The formula is time-honored: rescue the girl, decimate the Bratva, and gaze meaningfully into the middle-distance as a Dropkick Murphys track grinds over the sound system (“The Boys Are Back” is a fine, if on-the-nose, needle drop—sure, let the bloodbath have a chorus). But what’s startling is just how enthusiastically Ayer leans into the tropes. The movie is glazed with a gritty sheen—lighting that could have been siphoned from a warehouse shootout or the tail end of a bad night in Chicago—and Statham glides through it all as the immovable object, delivering strangled one-liners and ham-sized fists with equal seriousness.
It’s almost a ritual at this point: the bad guys leer and spit threats in generically Slavic accents, the hero flexes through a dossier’s worth of improbable set-pieces, and we’re reminded, for the hundredth time, why police procedure is only ever an impediment to getting things done. The supporting cast—Michael Peña’s everyman warmth, David Harbour’s gruff camaraderie—keeps things afloat, acting as friendly buoys in a sea of concrete and carnage, but make no mistake: this is Statham’s movie. He’s a specialist in the genre’s particular brand of sentimental brutality, and “A Working Man” rests on his battered credibility like a scaffold on a reliable foundation.
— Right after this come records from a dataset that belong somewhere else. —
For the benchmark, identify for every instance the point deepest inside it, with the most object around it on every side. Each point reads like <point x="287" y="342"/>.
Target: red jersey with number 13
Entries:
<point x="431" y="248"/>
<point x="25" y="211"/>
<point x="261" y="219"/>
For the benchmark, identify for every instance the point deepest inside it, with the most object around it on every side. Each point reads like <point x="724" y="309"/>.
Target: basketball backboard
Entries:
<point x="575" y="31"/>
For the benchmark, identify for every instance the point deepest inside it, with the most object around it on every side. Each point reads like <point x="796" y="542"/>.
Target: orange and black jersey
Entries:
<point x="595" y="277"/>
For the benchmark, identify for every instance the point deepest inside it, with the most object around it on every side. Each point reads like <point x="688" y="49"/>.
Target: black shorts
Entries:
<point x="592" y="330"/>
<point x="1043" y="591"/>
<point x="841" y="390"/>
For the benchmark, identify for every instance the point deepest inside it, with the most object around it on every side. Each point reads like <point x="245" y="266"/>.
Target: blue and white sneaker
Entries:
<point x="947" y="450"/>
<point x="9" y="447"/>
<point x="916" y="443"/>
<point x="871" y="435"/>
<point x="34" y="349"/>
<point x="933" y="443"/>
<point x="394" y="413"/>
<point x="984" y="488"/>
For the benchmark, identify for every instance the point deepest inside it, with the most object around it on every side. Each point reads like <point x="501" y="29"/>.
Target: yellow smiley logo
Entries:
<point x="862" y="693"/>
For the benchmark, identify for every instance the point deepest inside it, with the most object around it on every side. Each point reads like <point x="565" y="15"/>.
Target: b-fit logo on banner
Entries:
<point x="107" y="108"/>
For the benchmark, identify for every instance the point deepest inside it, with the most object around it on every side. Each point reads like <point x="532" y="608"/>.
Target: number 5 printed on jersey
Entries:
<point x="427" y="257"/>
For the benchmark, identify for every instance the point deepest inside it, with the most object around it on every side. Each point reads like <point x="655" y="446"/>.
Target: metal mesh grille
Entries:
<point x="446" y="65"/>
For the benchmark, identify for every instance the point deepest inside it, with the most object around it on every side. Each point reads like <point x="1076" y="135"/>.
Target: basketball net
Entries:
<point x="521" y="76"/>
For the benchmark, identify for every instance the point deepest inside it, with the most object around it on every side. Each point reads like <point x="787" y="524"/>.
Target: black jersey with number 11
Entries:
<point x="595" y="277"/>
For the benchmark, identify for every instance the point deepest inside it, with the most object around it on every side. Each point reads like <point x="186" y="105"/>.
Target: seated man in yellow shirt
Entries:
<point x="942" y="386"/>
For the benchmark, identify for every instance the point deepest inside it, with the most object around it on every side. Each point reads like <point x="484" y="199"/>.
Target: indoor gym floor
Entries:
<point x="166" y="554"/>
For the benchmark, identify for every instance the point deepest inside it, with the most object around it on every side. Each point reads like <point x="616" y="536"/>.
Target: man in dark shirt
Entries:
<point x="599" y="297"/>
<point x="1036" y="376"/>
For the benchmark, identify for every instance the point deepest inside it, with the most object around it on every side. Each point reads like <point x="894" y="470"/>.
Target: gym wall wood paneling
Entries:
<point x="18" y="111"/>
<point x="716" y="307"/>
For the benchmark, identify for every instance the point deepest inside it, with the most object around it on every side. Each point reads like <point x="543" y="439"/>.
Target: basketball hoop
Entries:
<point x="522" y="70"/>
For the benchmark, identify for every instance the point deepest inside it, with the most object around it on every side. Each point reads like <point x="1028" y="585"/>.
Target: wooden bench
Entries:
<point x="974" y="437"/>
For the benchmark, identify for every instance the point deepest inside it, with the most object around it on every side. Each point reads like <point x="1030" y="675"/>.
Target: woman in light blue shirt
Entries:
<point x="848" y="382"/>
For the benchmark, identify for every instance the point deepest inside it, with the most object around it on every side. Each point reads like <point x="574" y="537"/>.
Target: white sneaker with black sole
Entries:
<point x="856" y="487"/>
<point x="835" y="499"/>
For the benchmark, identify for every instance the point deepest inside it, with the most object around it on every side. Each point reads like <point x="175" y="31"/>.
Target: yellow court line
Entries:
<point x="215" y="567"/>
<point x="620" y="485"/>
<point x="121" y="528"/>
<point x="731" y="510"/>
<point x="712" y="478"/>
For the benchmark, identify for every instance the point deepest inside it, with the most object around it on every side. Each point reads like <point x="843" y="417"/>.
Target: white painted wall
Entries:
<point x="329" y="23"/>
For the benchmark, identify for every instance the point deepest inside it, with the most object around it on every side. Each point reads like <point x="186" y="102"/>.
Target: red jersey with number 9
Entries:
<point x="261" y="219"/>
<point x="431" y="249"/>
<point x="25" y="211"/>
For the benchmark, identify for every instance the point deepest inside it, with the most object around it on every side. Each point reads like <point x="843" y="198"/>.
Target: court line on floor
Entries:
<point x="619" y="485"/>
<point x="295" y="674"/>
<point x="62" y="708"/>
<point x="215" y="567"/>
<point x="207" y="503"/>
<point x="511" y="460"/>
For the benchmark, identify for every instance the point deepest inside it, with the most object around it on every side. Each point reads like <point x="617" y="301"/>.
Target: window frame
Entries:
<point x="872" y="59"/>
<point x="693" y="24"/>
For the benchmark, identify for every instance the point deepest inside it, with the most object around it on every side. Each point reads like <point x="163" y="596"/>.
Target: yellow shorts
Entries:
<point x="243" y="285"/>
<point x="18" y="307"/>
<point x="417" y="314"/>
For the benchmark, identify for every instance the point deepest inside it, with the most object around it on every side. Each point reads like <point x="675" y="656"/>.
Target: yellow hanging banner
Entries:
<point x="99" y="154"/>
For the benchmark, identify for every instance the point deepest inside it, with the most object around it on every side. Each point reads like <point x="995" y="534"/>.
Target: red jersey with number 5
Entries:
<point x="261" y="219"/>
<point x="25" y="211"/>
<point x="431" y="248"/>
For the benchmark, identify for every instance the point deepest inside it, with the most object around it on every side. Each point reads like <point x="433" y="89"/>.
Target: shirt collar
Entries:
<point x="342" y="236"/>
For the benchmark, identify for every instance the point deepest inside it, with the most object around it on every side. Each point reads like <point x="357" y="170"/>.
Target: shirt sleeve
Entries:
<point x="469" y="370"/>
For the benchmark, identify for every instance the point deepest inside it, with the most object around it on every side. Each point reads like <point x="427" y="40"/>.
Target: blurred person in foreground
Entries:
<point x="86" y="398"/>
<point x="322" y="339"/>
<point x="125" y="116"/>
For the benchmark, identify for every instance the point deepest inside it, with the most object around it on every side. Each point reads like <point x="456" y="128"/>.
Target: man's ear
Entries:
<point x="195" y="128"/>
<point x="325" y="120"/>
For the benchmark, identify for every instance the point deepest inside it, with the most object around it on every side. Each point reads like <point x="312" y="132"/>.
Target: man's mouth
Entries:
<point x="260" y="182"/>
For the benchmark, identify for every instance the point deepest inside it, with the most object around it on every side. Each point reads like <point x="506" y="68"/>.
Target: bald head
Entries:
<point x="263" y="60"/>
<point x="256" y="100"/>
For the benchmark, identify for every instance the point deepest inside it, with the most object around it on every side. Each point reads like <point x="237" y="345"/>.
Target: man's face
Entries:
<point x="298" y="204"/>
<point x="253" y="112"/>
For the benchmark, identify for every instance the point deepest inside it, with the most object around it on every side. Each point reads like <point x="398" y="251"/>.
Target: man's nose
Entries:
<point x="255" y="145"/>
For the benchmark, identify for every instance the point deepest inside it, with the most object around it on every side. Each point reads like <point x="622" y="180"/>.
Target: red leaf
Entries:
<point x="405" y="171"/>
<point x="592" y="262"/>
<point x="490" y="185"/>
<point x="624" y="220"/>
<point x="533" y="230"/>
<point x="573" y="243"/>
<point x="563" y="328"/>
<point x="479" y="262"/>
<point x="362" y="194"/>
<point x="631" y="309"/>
The film’s feints at “deeper” themes—sacrifice, found family, the code of working-class loyalty—are as serviceable as the action choreography. (If you’ve seen “Taken” or “John Wick,” you’ll know exactly where your pulse will spike and when it’s safe to hit the snack bar.) The devotion on display is touching in an efficient, template-driven way—Levon’s sense of obligation to Jenny, not a blood relation but a ward of his affections, gives the film enough soul to keep the violence from curdling into pure cartoon.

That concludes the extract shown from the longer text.